近年来，软性生物材料的合成和性能表征已成为研究热点。虽然这些生物材料的整体物理化学性质是众所周知的，但纳米尺度的性质仍然需要被探测和评估，以微调与再生医学、假肢和其他生物应用的天然组织的生物相容性（结构和功能）。在本研究中，重点研究了一种流行的软质生物材料，弹性蛋白样多肽（ELP），它已在不同的pH条件下制备。利用原子力显微镜（AFM）研究了ELP在纳米尺度上的形貌特征。
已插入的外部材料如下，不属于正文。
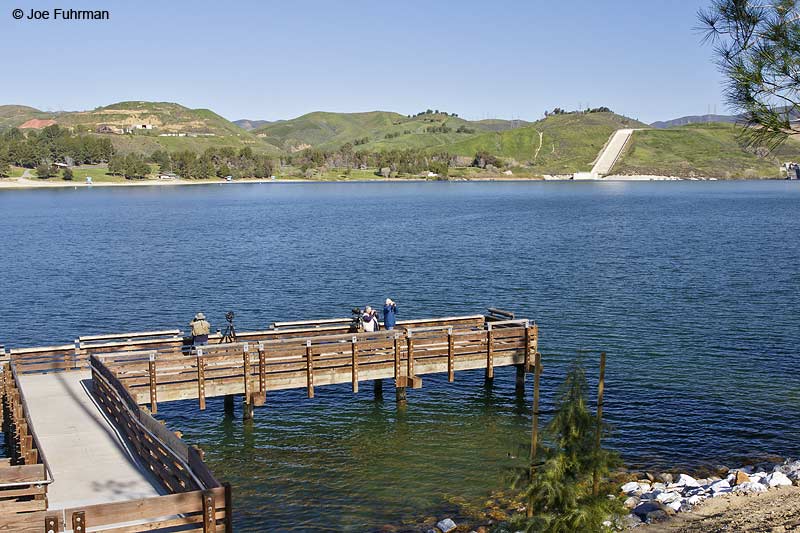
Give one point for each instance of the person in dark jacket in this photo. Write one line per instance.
(200, 329)
(389, 314)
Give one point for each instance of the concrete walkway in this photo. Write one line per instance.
(607, 159)
(89, 463)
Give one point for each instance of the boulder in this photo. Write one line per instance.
(665, 477)
(687, 481)
(717, 486)
(656, 516)
(668, 497)
(694, 500)
(750, 487)
(644, 508)
(446, 525)
(676, 505)
(632, 502)
(777, 479)
(631, 488)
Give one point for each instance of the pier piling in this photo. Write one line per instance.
(229, 404)
(520, 381)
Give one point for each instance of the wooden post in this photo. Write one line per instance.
(489, 353)
(261, 397)
(151, 369)
(209, 512)
(451, 374)
(410, 361)
(76, 355)
(400, 394)
(201, 379)
(396, 358)
(535, 423)
(599, 431)
(228, 508)
(309, 370)
(52, 524)
(79, 522)
(399, 381)
(247, 406)
(354, 363)
(527, 362)
(520, 381)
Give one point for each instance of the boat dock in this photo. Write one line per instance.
(85, 453)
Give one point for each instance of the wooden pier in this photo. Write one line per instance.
(86, 454)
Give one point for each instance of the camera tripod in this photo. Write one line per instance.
(229, 335)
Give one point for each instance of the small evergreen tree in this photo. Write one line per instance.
(44, 170)
(560, 489)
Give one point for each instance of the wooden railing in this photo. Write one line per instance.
(75, 356)
(25, 475)
(254, 368)
(197, 501)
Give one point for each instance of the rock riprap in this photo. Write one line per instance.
(655, 498)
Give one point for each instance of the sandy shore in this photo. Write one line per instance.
(776, 511)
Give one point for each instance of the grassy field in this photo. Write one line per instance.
(565, 143)
(383, 130)
(710, 150)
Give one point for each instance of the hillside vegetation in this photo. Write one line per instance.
(375, 130)
(194, 129)
(711, 150)
(558, 144)
(12, 116)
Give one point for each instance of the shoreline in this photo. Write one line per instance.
(27, 184)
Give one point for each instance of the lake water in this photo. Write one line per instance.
(693, 289)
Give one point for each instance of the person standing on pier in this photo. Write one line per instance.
(370, 319)
(200, 329)
(389, 314)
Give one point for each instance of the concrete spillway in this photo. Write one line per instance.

此外，利用一种称为互调-AFM （ImAFM）的非线性AFM模式，将纳米尺度上探测的ELP的弹性特性（杨氏模量）与地形特征联系起来，使我们深入了解了当ELP的结构特征因合成条件（即pH）的变化而改变时，ELP所提供的力学性能。值得注意的是，这些特性是在0.9 nm的空间分辨率下测量的。最后，通过原子分子动力学模拟讨论了ELP结构特征随pH值变化的变化。探讨了在不同pH下，氨基酸序列和交联剂与蛋白质形成ELP的主链和侧链时的相互作用机制。

本文章由计算机程序翻译，如有差异，请以英文原文为准。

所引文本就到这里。